7.      Daqaiqul Huruf, yang isinya terhadap beberapa bait syair Ibn Arabi.
8.      Bayan Tajalli, kitab ini berisi tentang penjelasan Abdul Rauf tentang zikir yang yang utama dibaca ketika sakaratul maut.
9.      Tambihul Masyi Manshub ila Thariqi al-Qushasi, isinya mencerminkan perjalanan tasawuf Abdul Rauf dengan gurunya Ahmad Qushasi.
10.  Attariqat as-Syattariyah, berisi tentang pokok ajaran Syattariyah.

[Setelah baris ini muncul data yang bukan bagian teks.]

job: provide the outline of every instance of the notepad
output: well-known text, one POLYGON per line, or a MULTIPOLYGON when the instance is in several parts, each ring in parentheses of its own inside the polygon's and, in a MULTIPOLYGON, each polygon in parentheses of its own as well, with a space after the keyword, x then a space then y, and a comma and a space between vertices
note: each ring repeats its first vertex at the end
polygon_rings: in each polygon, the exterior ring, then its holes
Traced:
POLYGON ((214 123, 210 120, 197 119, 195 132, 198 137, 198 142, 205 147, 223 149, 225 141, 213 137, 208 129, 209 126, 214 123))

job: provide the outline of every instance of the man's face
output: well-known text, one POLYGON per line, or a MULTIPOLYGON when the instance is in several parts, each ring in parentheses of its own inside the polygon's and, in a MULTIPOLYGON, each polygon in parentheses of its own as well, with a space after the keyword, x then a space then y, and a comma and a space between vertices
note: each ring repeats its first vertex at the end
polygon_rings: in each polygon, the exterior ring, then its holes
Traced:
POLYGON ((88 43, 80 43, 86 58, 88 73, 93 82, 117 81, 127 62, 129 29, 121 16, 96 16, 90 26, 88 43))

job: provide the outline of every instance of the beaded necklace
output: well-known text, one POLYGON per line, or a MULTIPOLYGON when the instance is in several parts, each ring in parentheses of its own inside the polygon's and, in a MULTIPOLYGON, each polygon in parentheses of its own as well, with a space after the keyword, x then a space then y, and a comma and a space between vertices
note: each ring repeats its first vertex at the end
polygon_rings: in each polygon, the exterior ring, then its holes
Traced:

11.  Mawaizil Badiah, berisi tiga puluh dua hadits beserta syarahnya yang berhubungan dengan tauhid, akhlaq, ibadat dan tasawuf.

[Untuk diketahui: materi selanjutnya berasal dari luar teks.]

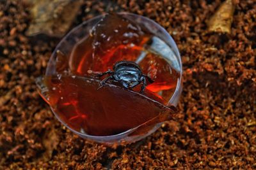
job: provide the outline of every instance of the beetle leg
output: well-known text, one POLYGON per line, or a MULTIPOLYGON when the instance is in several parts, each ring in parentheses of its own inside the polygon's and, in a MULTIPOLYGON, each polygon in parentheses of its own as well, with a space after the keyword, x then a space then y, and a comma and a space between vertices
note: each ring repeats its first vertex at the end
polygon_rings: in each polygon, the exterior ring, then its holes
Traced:
POLYGON ((107 82, 108 80, 109 80, 110 78, 113 78, 113 76, 109 76, 109 77, 107 77, 107 78, 105 78, 104 79, 103 79, 103 80, 100 82, 99 87, 98 87, 98 89, 97 90, 99 90, 101 87, 104 86, 104 85, 106 84, 106 82, 107 82))
POLYGON ((154 80, 151 79, 151 78, 150 76, 148 76, 147 75, 145 74, 143 74, 143 76, 147 78, 147 79, 148 80, 148 81, 150 83, 154 83, 154 80))
POLYGON ((102 73, 98 74, 97 76, 99 76, 99 77, 101 77, 101 76, 102 76, 104 75, 106 75, 106 74, 113 74, 113 72, 112 71, 109 69, 108 71, 106 71, 104 73, 102 73))
POLYGON ((141 81, 143 81, 143 84, 141 86, 141 90, 140 90, 140 92, 142 93, 144 92, 145 88, 146 87, 147 85, 147 81, 146 78, 144 76, 142 76, 141 78, 141 81))
POLYGON ((88 70, 87 71, 88 73, 92 74, 93 76, 98 76, 98 77, 101 77, 104 75, 108 74, 113 74, 113 71, 109 69, 108 71, 104 72, 104 73, 100 73, 99 71, 93 71, 92 70, 88 70))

12.  Penjelasan tentang Matan al-Arba’in an-Nawawi.
13.  Bayan al-Arkan, pedoman dalam melaksanakan ibadah.
14.  Risalah adab Murid dengan Ulama.
15.  Risalah Mukhtasar fi Bayan Syurut as-Syeh wa al-Murid, yang berisi tentang kewajiban-kewajiban murid terhadap guru mereka terutama dalam metode zikir dalam tarekat Syattariyah.

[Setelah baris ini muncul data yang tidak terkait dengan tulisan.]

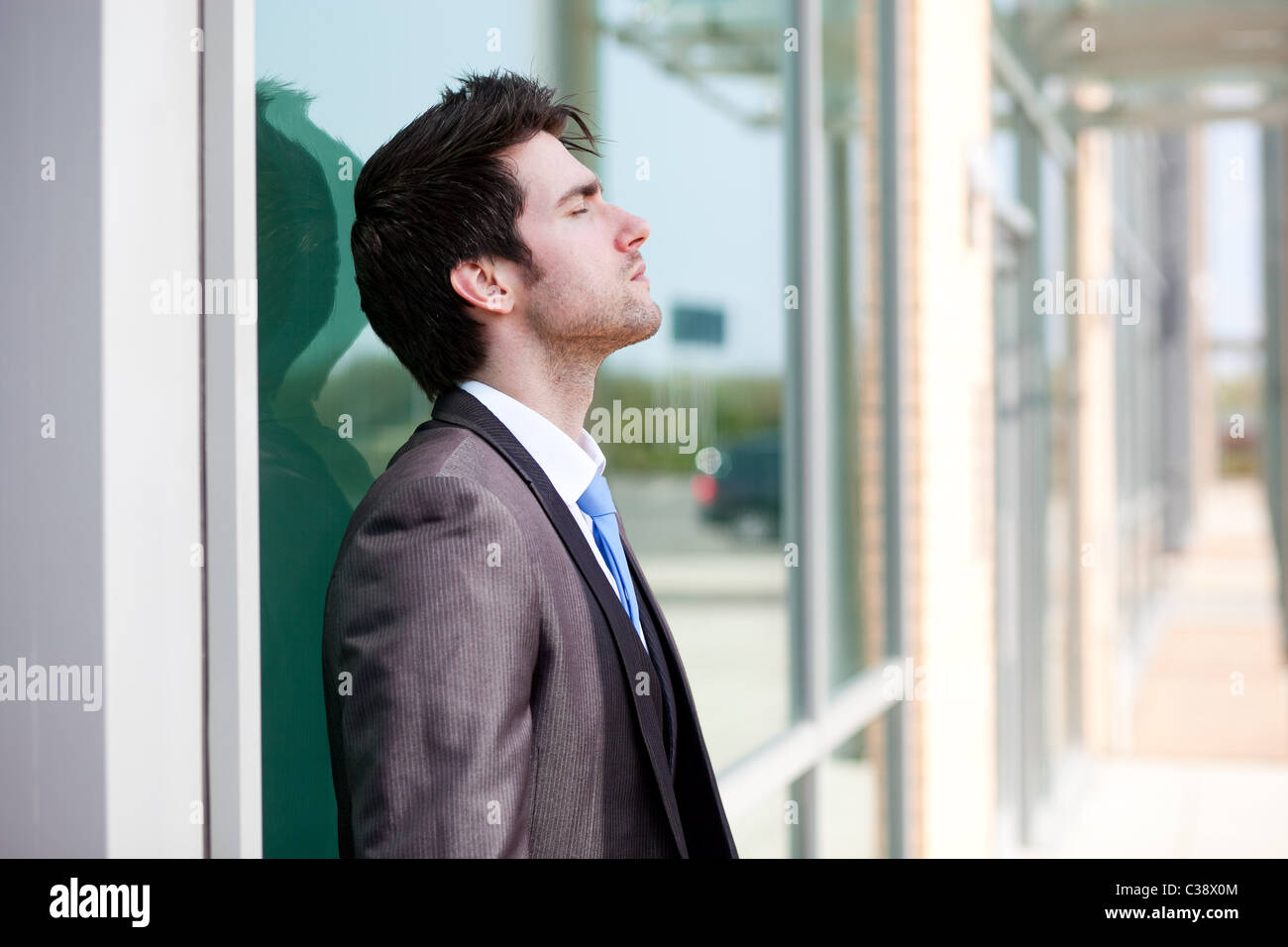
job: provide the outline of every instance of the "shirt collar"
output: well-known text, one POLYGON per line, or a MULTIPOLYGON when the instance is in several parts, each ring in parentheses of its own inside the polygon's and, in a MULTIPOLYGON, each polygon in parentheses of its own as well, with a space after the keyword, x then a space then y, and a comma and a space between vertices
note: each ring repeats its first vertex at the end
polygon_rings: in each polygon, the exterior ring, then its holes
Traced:
POLYGON ((457 387, 483 402, 510 429, 569 506, 576 506, 591 481, 604 473, 608 461, 599 450, 599 443, 585 428, 573 441, 549 417, 492 385, 466 379, 457 383, 457 387))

16.  Syams al-Makrifat, berisi tentang uraian tasawuf dan ilmu ma’rifat yang beliau ambil dari Ahmad Qushasi.
17.  Majmu’ Masail, berisi tasawuf terutama uraian menyangkut kehidupan beragama.
18.  Bayan al-Aghmadal Masail wa Sifat al-Wajibat li Rabb al-Ard wa as-Samawati, isinya tentang al-Akyan as-Sabithah.
19.  Lubb al-Kasy wa al-Bayan lima yarahu al-Muqtadar bi al-Iyan, isinya tentang sakaratul maut.
20.  Sullam al-Mustafidhin, penjelasan tentang nazam-nazam yang dikarang oleh gurunya al Qushasi.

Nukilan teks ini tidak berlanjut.